Perhaps. But how worried is he now, that he dare not take any chances with a human misunderstanding him?

“Do you think you can find the killer?” he asked.

“A…I have to try.”

“Going upriver could be dangerous,” Piper said.

“Yes.” Earstripe lifted his hands as if to begin twisting his whiskers, then smoothed them down instead. “Tomato-man has offered to help,” he added. “Galen-Paladin. The Rat-priests, they will listen to a paladin. They listen to you too, yes? Bone-doctor?”

“Sometimes,” said Piper. He knew where this was going now. Yes, of course. He’s going to ask me to come with them. And he thinks he has one shot at this, so he is using the most formal human language he can, and staring me in the eye even though I can tell he doesn’t like doing it.

His first instinct was to refuse. He worked in a little stone room underground, not on far-flung trips into danger. I am not equipped for this. I cannot fight and my conversational skills are limited to things like, “Did you know that blowfly eggs only take a day to hatch into maggots?” I am no good for this sort of thing.

Galen was going. Galen with his easy smile and some kind of secret in his eyes. Piper had laid awake thinking of those eyes and the arm Galen had laid across his shoulders, the strength of muscle and sinew and safety.

Galen is going. And Earstripe needs your help.
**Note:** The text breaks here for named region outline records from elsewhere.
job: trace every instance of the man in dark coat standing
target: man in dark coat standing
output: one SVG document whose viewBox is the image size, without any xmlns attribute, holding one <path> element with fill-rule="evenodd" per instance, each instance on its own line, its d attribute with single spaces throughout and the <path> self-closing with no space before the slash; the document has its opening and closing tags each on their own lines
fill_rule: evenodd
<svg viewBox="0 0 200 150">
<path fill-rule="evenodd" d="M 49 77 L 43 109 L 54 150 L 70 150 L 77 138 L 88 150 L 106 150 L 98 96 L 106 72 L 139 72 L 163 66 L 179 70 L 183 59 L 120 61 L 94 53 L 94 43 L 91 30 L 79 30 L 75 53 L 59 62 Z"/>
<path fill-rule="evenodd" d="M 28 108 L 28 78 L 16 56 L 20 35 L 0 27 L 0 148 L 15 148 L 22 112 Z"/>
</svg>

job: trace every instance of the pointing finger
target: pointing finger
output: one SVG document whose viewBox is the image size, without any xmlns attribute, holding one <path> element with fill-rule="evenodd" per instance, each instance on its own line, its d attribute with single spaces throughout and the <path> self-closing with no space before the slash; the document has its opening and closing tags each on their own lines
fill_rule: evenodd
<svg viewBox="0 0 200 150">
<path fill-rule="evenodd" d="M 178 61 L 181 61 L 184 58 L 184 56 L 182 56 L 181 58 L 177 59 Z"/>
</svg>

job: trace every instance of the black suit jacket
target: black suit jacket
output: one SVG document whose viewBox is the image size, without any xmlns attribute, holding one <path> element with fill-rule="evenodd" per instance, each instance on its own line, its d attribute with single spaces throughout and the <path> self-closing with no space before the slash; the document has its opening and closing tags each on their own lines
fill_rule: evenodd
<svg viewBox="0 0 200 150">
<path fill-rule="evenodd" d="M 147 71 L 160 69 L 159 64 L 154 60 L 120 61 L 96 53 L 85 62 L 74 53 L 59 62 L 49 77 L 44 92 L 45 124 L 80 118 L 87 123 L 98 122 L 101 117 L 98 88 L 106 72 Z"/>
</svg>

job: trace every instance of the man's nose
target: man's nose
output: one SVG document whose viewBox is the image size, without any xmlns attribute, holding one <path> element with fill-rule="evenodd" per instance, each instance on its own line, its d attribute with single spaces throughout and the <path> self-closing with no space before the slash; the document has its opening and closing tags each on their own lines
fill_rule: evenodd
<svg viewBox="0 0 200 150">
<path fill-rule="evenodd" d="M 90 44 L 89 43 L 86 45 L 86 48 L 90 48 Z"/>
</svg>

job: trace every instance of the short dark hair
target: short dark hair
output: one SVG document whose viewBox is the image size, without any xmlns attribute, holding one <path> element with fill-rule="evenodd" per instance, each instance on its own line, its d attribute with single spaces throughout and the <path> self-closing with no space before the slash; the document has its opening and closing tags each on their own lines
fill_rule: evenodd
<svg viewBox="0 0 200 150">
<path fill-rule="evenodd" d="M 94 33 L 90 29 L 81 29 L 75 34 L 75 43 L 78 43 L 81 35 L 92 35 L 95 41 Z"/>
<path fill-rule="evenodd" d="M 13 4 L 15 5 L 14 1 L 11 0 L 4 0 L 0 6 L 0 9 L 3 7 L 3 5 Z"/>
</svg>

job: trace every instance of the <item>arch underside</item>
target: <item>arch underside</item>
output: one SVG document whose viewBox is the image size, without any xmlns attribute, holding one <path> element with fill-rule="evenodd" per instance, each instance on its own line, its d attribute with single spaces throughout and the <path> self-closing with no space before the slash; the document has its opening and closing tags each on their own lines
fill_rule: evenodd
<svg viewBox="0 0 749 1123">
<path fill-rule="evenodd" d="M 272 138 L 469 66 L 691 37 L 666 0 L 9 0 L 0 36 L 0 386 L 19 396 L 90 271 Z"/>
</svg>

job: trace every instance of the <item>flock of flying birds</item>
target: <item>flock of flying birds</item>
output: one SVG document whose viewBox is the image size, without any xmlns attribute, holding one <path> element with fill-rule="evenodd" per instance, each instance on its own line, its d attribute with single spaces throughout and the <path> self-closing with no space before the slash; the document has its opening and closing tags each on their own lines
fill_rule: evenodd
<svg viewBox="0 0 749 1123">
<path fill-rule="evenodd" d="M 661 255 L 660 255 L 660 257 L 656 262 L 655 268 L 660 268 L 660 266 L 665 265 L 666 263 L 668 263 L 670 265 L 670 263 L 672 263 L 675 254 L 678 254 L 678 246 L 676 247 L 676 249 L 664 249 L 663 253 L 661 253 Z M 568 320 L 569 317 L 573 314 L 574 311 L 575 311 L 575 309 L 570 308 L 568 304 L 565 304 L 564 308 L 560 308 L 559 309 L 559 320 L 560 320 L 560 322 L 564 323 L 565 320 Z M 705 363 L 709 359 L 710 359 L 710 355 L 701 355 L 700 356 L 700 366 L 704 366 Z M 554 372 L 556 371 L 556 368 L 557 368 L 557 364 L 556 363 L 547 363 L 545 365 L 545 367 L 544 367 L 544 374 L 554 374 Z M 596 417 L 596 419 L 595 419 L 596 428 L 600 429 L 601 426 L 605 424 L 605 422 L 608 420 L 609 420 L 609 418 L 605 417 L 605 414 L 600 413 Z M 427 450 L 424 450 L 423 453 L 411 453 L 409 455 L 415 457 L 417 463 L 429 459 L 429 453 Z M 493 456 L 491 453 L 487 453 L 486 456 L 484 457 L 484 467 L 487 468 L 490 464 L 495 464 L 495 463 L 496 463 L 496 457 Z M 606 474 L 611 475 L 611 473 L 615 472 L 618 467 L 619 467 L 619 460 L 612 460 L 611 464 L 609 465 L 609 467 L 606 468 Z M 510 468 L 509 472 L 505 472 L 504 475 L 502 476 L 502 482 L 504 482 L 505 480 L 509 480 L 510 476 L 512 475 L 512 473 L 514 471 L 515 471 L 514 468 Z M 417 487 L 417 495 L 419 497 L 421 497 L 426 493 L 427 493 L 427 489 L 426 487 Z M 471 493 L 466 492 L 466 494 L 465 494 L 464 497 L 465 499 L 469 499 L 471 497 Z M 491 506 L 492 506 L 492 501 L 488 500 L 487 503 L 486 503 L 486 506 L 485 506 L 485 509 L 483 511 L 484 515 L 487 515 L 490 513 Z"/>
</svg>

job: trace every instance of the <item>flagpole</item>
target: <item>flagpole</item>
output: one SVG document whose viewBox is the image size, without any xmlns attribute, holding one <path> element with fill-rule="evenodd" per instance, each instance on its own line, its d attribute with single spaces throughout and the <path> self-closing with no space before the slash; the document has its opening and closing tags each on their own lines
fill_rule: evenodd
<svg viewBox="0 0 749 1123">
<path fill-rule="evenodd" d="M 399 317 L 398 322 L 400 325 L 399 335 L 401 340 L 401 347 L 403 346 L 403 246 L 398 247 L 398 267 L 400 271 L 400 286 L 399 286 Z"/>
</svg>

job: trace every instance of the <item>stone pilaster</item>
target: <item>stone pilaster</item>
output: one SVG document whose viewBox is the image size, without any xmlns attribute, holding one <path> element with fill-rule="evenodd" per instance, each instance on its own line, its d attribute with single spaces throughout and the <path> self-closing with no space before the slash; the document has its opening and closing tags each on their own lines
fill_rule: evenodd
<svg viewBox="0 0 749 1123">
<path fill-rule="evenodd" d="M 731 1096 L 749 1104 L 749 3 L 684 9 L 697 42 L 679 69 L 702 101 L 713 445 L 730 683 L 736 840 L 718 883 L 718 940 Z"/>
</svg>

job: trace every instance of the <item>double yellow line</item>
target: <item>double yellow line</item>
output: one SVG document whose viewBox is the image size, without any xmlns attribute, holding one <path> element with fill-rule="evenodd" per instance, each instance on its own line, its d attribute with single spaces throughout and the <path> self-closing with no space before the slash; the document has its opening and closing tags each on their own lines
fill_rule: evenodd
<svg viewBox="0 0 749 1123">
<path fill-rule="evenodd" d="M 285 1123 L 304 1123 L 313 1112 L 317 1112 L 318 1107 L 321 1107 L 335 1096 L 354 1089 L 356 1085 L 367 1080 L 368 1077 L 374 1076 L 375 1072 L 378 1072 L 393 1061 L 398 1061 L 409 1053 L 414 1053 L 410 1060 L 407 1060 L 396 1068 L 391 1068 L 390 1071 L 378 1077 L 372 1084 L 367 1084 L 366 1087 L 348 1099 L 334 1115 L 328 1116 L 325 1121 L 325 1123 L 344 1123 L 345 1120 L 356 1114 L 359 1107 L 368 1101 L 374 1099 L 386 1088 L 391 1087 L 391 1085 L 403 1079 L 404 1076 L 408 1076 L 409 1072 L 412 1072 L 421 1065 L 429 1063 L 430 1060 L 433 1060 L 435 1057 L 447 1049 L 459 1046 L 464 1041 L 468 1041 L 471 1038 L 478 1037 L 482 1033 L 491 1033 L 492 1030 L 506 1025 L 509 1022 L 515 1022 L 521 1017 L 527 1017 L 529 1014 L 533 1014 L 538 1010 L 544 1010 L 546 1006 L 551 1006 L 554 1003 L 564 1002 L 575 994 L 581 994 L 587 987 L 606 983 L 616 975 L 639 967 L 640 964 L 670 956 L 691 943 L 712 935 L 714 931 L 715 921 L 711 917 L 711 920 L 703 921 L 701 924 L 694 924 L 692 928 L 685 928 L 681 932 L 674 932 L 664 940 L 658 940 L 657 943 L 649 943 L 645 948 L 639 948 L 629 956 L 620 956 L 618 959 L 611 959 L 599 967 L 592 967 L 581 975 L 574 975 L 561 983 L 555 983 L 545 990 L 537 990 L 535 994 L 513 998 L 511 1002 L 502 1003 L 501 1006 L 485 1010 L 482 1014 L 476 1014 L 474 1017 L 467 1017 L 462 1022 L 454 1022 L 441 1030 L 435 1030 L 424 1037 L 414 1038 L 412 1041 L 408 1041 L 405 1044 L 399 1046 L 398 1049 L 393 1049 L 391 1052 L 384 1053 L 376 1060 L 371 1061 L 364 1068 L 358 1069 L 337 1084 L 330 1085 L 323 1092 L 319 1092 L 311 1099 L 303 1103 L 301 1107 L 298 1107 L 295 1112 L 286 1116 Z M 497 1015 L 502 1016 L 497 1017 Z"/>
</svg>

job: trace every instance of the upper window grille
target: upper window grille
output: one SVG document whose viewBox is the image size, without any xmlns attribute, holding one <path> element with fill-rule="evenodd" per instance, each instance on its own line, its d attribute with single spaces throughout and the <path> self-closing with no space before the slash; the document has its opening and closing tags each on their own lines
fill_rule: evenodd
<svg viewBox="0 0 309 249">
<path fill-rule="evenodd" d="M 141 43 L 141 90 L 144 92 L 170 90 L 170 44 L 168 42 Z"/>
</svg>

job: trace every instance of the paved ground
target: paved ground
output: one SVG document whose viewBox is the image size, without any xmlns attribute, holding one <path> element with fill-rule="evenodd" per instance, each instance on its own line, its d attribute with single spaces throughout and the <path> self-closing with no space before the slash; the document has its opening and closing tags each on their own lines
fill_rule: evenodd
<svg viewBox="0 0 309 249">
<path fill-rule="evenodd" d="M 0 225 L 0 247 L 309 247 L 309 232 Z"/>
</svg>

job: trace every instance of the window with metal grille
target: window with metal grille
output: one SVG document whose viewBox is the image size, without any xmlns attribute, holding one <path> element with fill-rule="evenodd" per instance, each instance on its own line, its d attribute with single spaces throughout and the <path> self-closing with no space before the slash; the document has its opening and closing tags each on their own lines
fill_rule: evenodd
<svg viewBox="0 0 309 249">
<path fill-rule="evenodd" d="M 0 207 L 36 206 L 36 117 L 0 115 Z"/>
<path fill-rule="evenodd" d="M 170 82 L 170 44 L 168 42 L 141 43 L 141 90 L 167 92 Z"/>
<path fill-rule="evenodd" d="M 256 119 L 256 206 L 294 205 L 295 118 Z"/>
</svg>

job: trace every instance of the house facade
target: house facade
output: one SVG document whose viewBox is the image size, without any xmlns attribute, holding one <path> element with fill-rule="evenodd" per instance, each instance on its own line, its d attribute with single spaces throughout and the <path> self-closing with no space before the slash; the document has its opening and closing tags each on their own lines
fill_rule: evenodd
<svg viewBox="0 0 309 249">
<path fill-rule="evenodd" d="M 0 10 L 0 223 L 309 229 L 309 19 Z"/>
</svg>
He took a deep breath. Perhaps it was inevitable. Perhaps it had been since the first morning on the riverbank, looking at a body with a gaping wound in its chest. “You need me to come with you,” he said.

“You would help a gnole, bone-doctor. You would help the dead.”

“There’s no helping the dead,” said Piper wearily, “but I’ll come anyway. Just in case we can help a few more of the living.”

* * *

It was barely dawn when they left the city. Piper couldn’t shake the feeling that there was something clandestine about their trip. We’re not doing anything illegal. We get to leave the city. I arranged for a replacement for a bit, I’m not leaving my job. And Earstripe left the guard, that doesn’t make him a prisoner.

Earstripe walked beside him. There was a new swatch of fabric draped across one shoulder. It was bright turquoise. Piper wondered if it meant anything. Congratulations on leaving the guard? Shame on you for leaving the guard?

Maybe it just meant that the gnole had gone shopping. Piper didn’t pretend to understand the details of the dress code among the nobility, and those were other humans. Trying to comprehend gnole fashion was probably a lost cause. For all I know, their eyes are as different as their noses, and there’s markings that I can’t even see.

There was still a great deal of traffic at this hour of the day, but most of it was flowing into the city of Archon’s Glory, not out. Wagons passed them, probably full of eggs and milk to feed the city’s appetites. Piper picked out women carrying baskets of vegetables and cages of live chickens. A fisherman went by with a string of eels on a pole over his shoulder. Hardly anyone was going the other way.

They passed human guards stationed at the gate, who eyed the trio expressionlessly.

Do they recognize Earstripe? Do they know that he’s going to investigate something outside the city? Will they try to stop him?